Poezibao publie aujourd’hui la onzième contribution de la série autour du thème « A quoi bon éditer et vendre encore de la poésie ? » grâce à Jean-Pascal Dubost qui en a eu l’idée et qui en a assuré la réalisation.
Disputaison n°2
« À quoi bon éditer et vendre encore de la poésie ? »
11. Isabelle Baladine Howald
Libraire (Librairie Kléber, Strasbourg) et poète
« Une image de pensée »
Et surtout « pourquoi pas », comme dit Maud Leroy des éditions des Lisières ?!
Pourquoi est-ce considéré comme si étrange, si compliqué ? Cela m’étonne toujours.
Ce ne fut pas pour moi l’histoire d’un hasard, ce fut un souhait, ouvrir un rayon poésie à la librairie où je travaillais déjà (Kleber, à Strasbourg), ce qui me fut accordé tout de suite.
Ce n’était pas à la mode, ça ne l’est toujours pas.
Je trouvais invraisemblable de ne pas trouver ce que je cherchais moi-même en tant que lectrice. Il y avait peut-être un risque mais j’ai très volontiers relevé le défi.
Vingt ans plus tard, il est toujours là et se porte bien (en termes de chiffre, puisqu’il s’agit aussi de cela, la poésie n’est pas une bonne œuvre mais un commerce autant qu’un art).
Il va de soi que je ne voulais surtout pas que ce rayon soit juste la cerise sur le gâteau d’une grande librairie. Il en fait partie intégrante.
Comment je m’en occupe ? Tous les jours, avec des représentants de maisons d’éditions, mais je travaille aussi beaucoup par mail ou au téléphone, les « petits » éditeurs n’ayant pas les moyens d’avoir un commercial qui fasse ce travail.
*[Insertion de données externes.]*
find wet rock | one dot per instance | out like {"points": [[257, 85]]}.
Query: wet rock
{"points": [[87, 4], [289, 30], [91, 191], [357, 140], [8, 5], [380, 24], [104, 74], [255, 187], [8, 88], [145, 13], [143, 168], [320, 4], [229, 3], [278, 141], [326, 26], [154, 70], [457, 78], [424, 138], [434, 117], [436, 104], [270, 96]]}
C’est à la fois comme n’importe quel autre rayon (rangement, mise en avant, ventes etc),
Et un peu particulier, le choix étant moindre, la clientèle plus rare, les livres souvent plus fragiles, les ventes plus difficiles.
Pourquoi la poésie, domaine réputé difficile, « invendable » ?
Parce que je suis fascinée depuis toujours par cette forme de pensée qu’est pour moi la poésie.
Parce que je ne me lasse pas, parce que je n’ai pas lu tous les livres mais que j’aimerais (presque) tous pouvoir les lire, tout en sachant que peu sont essentiels.
Parce que quand j’aime un livre, je ne peux pas ne pas le partager.
Parce que le jour où j’ai retrouvé le rayon après trois ans, je tremblais comme à un premier rendez-vous.
Parce qu’on ne sait pas pourquoi, quand on est emprisonné, ce qui remonte de la nuit, c’est un poème (Semprun, Levi, Antelme, Delbo, etc).
Parce que je suis un peu casse-cou.
J’arrive au terme de ce métier (dont j’exerce des variantes ici même sur Poezibao, au CNL, par l’animation de rencontres, ou ailleurs encore) dans quelques semaines.
J’ai fait tout ce que j’ai pu, voulu : accueillir, garder, proposer, avec une joie parfois sauvage.
Parce qu’il y a de l’amour, de la sensualité dans cette occupation aussi physique que cérébrale.
Parce qu’un vers, une phrase, c’est une « image de pensée » (Walter Benjamin), c’est un fragment, dont je ne cesserai pas de chercher l’origine ou l’avenir.
Parce que « défendre » est le maître mot qui revient toujours dans les interviews, c’est un peu la guerre, et que j’aime bien batailler pour mon château de sable, avec une épée de papier.